On Friday, May 10, 2013 7:19:27 AM UTC-6, son_of_flubber wrote:
Okay. I do have a few observations/opinions:
1)That the payout winch payouts more line and keeps line tension constant when the glider hits lift seems an inherent advantage of this approach when compared to a traditional winch launch.
If a glider can hit at thermal, it can also hit sink. A conventional winch can call on huge reserves of power to pull the glider through sink but the payout winch is more limited in this ability.

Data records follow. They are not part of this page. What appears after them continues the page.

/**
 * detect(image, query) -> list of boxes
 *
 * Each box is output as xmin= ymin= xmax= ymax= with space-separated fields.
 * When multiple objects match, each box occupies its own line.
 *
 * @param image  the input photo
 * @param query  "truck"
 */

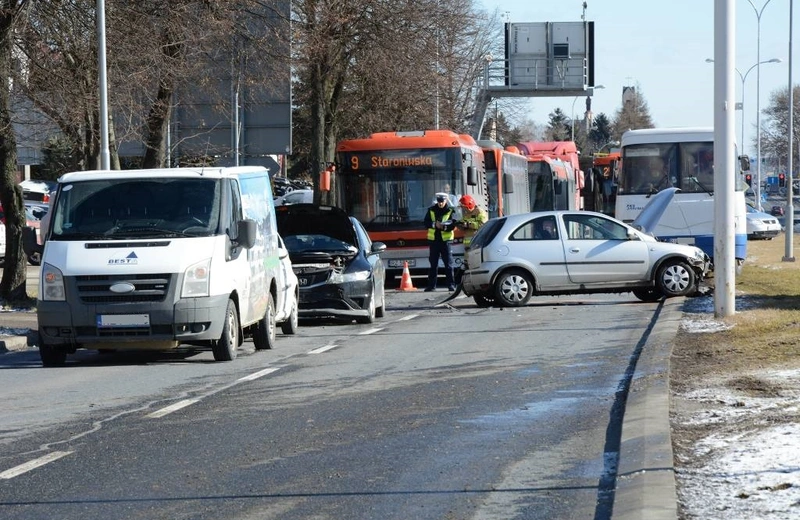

2)Don's suggestion that traditional winch launching is proven and that there is therefore no reason to experiment with payout winching misses the point. In a country where beefy pickup trucks are common, the start-up costs for payout winching are much lower than traditional winching. Secondly, far fewer humans need to be deployed and coordinated to run a payout winch. The relevant question is "Which is better to use on a dry lake bed, 1)autotow with payout winch or 2)traditional autotow? What are the tradeoffs?
If space is essentially unlimited, as is sometimes the case on dry lakes, a traditional auto-tow is both simpler and safer. When space is limited, as on a runway, conventional winches will prove more efficient and, I think, safer. I've run the numbers several times and a conventional winch will always get you higher than a payout winch given a limited runway length. Don's point that a conventional winch is simpler is valid. In the extreme it only requires as many people as aero tow.
The conventional winch is a very mature technology with an enormous body of safety data. In the 7 or 8 decades of its history, the potentially dangerous aspects have been found and procedures developed to minimize them. Germans manage 180,000 winch launches or so between accidents where we have an aero tow accident roughly every 26,000 tows. Unfortunately, the Brits suffer a winch accident every 16,000 launches which calls their methods into question. No one knows what the accident rate with payout winches would be, but until everyone climbs the learning curve, I suspect it won't be stellar.